Старая дама ответила не сразу. Казалось, она размышляла.
— Сказать вам честно, что я по этому поводу думаю? Если я колеблюсь, то только из боязни, как бы вы не стали надо мной смеяться, но полагаю, что с комиссаром можно быть такой же откровенной, как с врачом или исповедником.
— Вы католичка, мадам Серр?
— Да. А моя невестка — протестантка. Но это не имело никакого значения. Видите ли, у нее сейчас невыгодный для женщины возраст. Каждая из нас, в течение нескольких лет, как будто сама не своя. Любой пустяк в этот период нас раздражает. Нам легко приходят в голову нелепые идеи.
— Понимаю. И это происходило с вашей невесткой?
— И это, и кое-что другое. В последнее время она только и мечтала о своей родине — Голландии, целые дни проводила за письмами своим голландским подругам.
— Ваш сын ездил с женой в Голландию?
— Нет, ни разу.
— Значит, она уехала во вторник?
— Да. С Северного вокзала. В девять сорок.
— Ночной поезд?
— Да. Целый день она провозилась с упаковкой багажа.
— Ваш сын проводил ее на вокзал?
— Нет.
— Она вызывала такси?
— Она пошла искать машину на углу бульвара Ришар-Валлас.
— Больше она не давала о себе знать?
— Нет, и не думаю, чтобы ей захотелось нам написать.
— Вопрос о разводе не возникал?
— Я же вам сказала, мы католики. А кроме того, у сына нет никакого желания жениться еще раз.
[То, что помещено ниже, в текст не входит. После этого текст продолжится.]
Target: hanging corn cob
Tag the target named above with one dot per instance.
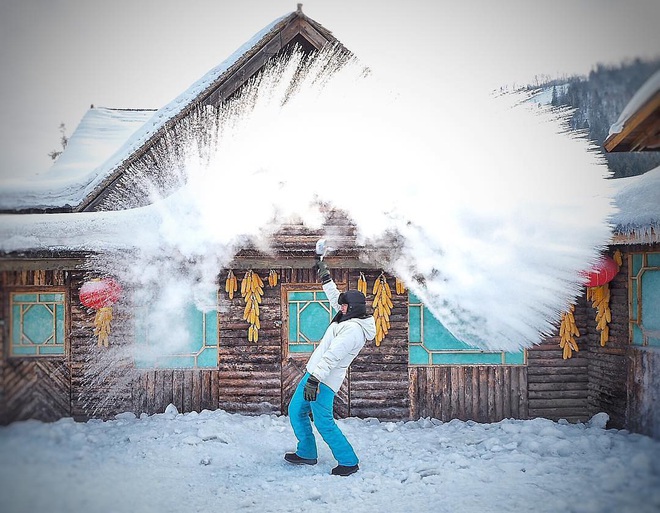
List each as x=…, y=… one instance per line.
x=252, y=291
x=567, y=333
x=362, y=284
x=600, y=300
x=382, y=306
x=231, y=284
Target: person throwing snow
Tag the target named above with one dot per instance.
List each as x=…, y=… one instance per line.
x=326, y=371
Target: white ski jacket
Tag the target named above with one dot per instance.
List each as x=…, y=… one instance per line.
x=340, y=344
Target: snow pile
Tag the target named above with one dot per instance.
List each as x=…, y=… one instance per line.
x=490, y=231
x=638, y=202
x=171, y=462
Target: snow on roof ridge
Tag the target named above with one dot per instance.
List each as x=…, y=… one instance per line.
x=44, y=194
x=643, y=95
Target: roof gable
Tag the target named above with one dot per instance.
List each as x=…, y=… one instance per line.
x=638, y=126
x=214, y=88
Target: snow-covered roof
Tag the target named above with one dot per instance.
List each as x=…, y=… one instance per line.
x=640, y=98
x=638, y=126
x=637, y=199
x=99, y=135
x=96, y=150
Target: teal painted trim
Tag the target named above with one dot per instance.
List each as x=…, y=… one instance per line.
x=176, y=362
x=302, y=348
x=37, y=324
x=309, y=317
x=302, y=296
x=24, y=351
x=430, y=343
x=514, y=358
x=51, y=350
x=24, y=298
x=633, y=304
x=650, y=286
x=415, y=324
x=653, y=259
x=466, y=358
x=201, y=351
x=51, y=298
x=208, y=358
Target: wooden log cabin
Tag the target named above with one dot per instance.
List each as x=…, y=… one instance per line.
x=419, y=370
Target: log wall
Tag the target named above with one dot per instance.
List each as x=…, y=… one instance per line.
x=607, y=364
x=558, y=388
x=642, y=414
x=32, y=388
x=254, y=378
x=378, y=377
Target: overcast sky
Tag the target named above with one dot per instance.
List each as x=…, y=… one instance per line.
x=59, y=56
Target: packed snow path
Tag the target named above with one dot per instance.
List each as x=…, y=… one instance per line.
x=215, y=461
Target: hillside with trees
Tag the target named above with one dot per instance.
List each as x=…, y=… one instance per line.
x=598, y=100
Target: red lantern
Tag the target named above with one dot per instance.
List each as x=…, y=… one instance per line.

Но мне по-прежнему непонятно, чем же мы обязаны приходу полиции?
— Я хотел бы спросить вас, мадам, что именно происходило в вашем доме во вторник вечером. Минутку.
У вас ведь нет прислуги?
— Эжени, наша уборщица, приходит ежедневно в девять утра и уходит в пять.
— Сейчас она здесь?
— Нет. Сегодня она выходная. Придет завтра.
— Она живет поблизости?
— Она живет в Пюто. По ту сторону Сены. Как раз над скобяной лавкой напротив места.
— Полагаю, что она помогла вашей невестке упаковать багаж?
— Она снесла вниз чемоданы.
— Сколько их было?
— Один сундук и два кожаных чемодана. И еще шкатулка с драгоценностями и несессер с туалетными принадлежностями.
— Эжени ушла от вас во вторник в пять часов, как обычно?
— Да, как обычно. Простите мое волнение, но мне впервые в жизни приходится отвечать на подобные вопросы, и признаюсь…
— Ваш сын выходил из дому в этот вечер?
— Что вы имеете в виду под словом «вечер»?
— Допустим, незадолго до обеда.
— Он, как обычно, ходил на прогулку.
— Вероятно, пошел выпить аперитив?
— Он не пьет.
— Никогда?
— Нет. Ничего, кроме стакана вина, разбавленного водой, во время еды. Во всяком случае, уж не ту гадость, которую называют аперитивом.
Буасье, чинно сидевший в своем кресле, казалось, втягивал в себя запах аниса, все еще сохранившийся на его усах.
— Как только он вернулся, мы сразу уселись за стол. Он всегда совершает одну и ту же прогулку. Эта привычка осталась у него с тех пор, как мы держали собаку, которую нужно было выводить в одно и то же время. Ну и, конечно, он привык.
— У вас теперь нет собаки?
— Нет, уже четыре года. С тех пор как умер Биби.
— И кошки нет?
— Нет. Моя невестка терпеть не могла кошек. Вот видите! Я невольно говорю о ней в прошедшем времени. Ведь мы воспринимаем теперь этот период как прошлое.
— Вы сели за стол втроем?
— Мария спустилась в столовую в ту минуту, когда я стала разливать суп.